Ramification of primes without knowing the discriminant Let $\mathbb{K} = \mathbb{Q}[\sqrt[3]{5}] \ $, and let $\mathbb{L}$ be the normal closure of $\mathbb{K}$. 
Let $\mathbb{O}_{\mathbb{K}} \ $ be the integral closure of $\mathbb{Z}$ in $K$ and $\mathbb{O}_{\mathbb{L}} \ $ be the integral closure of $\mathbb{Z}$ in $\mathbb{L}$. I want to find the factorization of the primes $7, 11 \ $ and $13$ as ideals in $\mathbb{O}_{\mathbb{K}} \ $ and $\mathbb{O}_{\mathbb{L}} \ $. My question is : how can I do that without knowing an integral basis for $\mathbb{K}$ and $\mathbb{L}$ ?
 A: For a prime $p$ in $\mathbb Z$ unramified in an extension $K=\mathbb Q(\beta)$, if we are merely close to the true ring of algebraic integers, meaning that $p$ does not divide the discriminate of $\mathbb Z[\beta]$, then the localization at $p$ of the true ring of integers is the same as the localization of this good approximation.
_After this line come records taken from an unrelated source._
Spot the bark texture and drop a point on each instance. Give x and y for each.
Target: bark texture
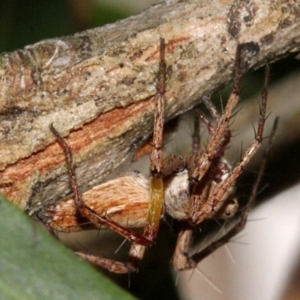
(97, 86)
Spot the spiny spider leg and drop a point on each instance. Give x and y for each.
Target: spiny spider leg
(222, 189)
(86, 211)
(205, 160)
(238, 227)
(182, 261)
(158, 170)
(200, 166)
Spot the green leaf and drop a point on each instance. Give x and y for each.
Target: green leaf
(33, 265)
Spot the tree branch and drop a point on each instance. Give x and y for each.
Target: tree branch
(97, 86)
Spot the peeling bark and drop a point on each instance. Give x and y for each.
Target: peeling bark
(97, 86)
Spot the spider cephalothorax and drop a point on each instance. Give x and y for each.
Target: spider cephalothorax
(190, 190)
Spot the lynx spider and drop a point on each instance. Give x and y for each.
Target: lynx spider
(200, 187)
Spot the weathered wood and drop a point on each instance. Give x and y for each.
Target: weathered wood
(97, 86)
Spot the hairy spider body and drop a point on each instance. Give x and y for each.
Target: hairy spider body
(191, 190)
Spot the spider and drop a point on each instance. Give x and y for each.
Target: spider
(190, 190)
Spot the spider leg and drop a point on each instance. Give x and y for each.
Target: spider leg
(238, 227)
(222, 189)
(182, 261)
(200, 166)
(211, 152)
(181, 258)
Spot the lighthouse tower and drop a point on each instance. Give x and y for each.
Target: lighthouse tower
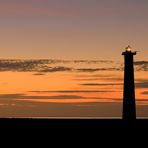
(129, 104)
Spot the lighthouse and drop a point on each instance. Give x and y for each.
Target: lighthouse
(129, 104)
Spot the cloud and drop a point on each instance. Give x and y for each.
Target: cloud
(72, 91)
(24, 96)
(39, 74)
(44, 65)
(145, 93)
(36, 9)
(97, 69)
(100, 84)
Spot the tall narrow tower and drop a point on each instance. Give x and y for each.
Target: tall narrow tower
(129, 104)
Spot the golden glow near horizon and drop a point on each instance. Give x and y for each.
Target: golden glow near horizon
(87, 37)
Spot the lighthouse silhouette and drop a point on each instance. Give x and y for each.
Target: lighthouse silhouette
(129, 104)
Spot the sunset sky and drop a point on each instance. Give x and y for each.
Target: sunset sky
(63, 57)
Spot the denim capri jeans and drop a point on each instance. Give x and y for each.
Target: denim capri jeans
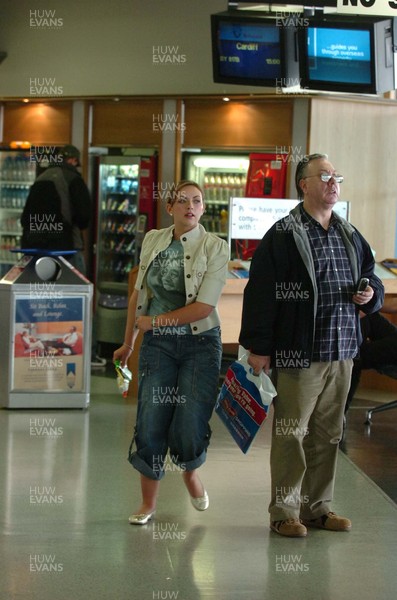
(178, 385)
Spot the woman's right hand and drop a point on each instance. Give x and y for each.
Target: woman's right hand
(122, 354)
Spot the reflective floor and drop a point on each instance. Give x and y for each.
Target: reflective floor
(68, 491)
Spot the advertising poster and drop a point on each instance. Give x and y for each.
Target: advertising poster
(48, 343)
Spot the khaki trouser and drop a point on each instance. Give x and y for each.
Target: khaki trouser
(307, 428)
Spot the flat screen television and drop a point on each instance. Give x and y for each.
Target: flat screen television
(251, 49)
(340, 54)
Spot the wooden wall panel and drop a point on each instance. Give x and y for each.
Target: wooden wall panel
(236, 124)
(38, 123)
(135, 122)
(360, 139)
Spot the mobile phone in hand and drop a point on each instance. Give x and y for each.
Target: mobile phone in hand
(362, 285)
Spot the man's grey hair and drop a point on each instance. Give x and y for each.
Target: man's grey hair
(301, 170)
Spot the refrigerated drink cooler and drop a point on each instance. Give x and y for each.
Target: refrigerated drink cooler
(222, 176)
(45, 328)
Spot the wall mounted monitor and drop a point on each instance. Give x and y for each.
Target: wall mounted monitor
(249, 48)
(340, 54)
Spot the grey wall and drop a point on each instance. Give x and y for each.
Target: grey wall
(108, 47)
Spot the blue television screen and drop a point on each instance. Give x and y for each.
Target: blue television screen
(340, 55)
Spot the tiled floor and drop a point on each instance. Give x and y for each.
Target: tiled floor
(67, 494)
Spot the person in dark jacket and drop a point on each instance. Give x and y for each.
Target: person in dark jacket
(58, 208)
(301, 318)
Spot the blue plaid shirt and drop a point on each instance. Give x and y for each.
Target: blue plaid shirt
(335, 335)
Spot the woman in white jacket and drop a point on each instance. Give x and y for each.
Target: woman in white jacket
(182, 272)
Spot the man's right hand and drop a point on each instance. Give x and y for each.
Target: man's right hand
(258, 363)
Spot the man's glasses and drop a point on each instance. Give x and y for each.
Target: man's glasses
(326, 177)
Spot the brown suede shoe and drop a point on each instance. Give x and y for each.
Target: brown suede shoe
(289, 528)
(329, 521)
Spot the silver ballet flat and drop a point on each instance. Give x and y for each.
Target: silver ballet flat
(141, 519)
(201, 503)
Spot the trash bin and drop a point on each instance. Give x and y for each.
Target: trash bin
(45, 328)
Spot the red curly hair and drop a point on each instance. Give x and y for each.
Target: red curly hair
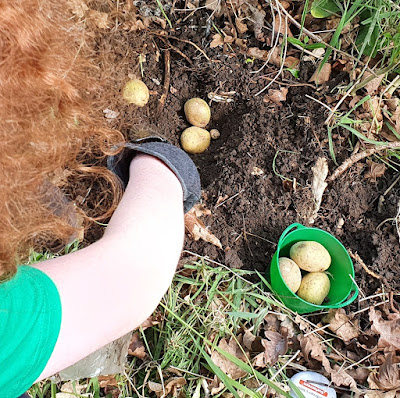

Thus, looking how the minimal polynomial for $\beta$ factors mod $p$ will show how $p$ splits.
A: I tend to work on such things on a fairly mindless and ad hoc basis. Let me show you my approach just for the case $p=7$:
The extension $\mathbb K\supset\mathbb Q$ is of degree $3$, and in the downstairs residue field $\mathbb F_7$, $5$ is a generator of the multiplicative group so that $\lambda=5^{1/3}$ has period $18$. You need to go all the way to $\mathbb F_{243}$ to get $18|(7^n-1)$, so that the residue-field extension degree is three, and the prime $7$ does not split at all in $\mathbb K$. On the other hand, we have $(\frac{-3}7)=(\frac47)=1$, so that in $\mathbb Q(\omega)$, where $\omega$ is a cube root of unity, $7$ should split, indeed $7=(2-\omega)(2-\omega^2)$. So there are at least two primes above $7$ in $\mathbb L$, but we know that each of these has residue-field extension degree $3$. So there you are, you can now try the same kind of argument at $11$ and $13$.
A: A usual method is to look at $f=x^3-5$ in $\mathbb F_p[x]$ ($p$ the prime you want to factorize). If $f$ has no multiple factors then the factorization of $f$ gives you the factorization of $p$; $p$ is unramified. Namely, $f=f_1f_2...f_k$ means $p=P_1P_2...P_k$, the norm of $P_i$ is $p$ to the degree of $f_i$, and $P_i=(p,f_i(\alpha))$ ($\alpha=\sqrt[3]{5}$).This is the case for all $p$'s you consider, as $f'=3x^2$.
As an example, for $p=7$, $x^3-5$ has no root in $\mathbb F_7[x]$ (if I didn't miss it), i.e. $(p)$ stays a prime ideal on $O_K$.
Should it fail (i.e. should $f$ have multiple factors in $\mathbb F_p[x]$), one can always look at the factorization of $f$ in $\mathbb Q_p[x]$ + some (not so small) details.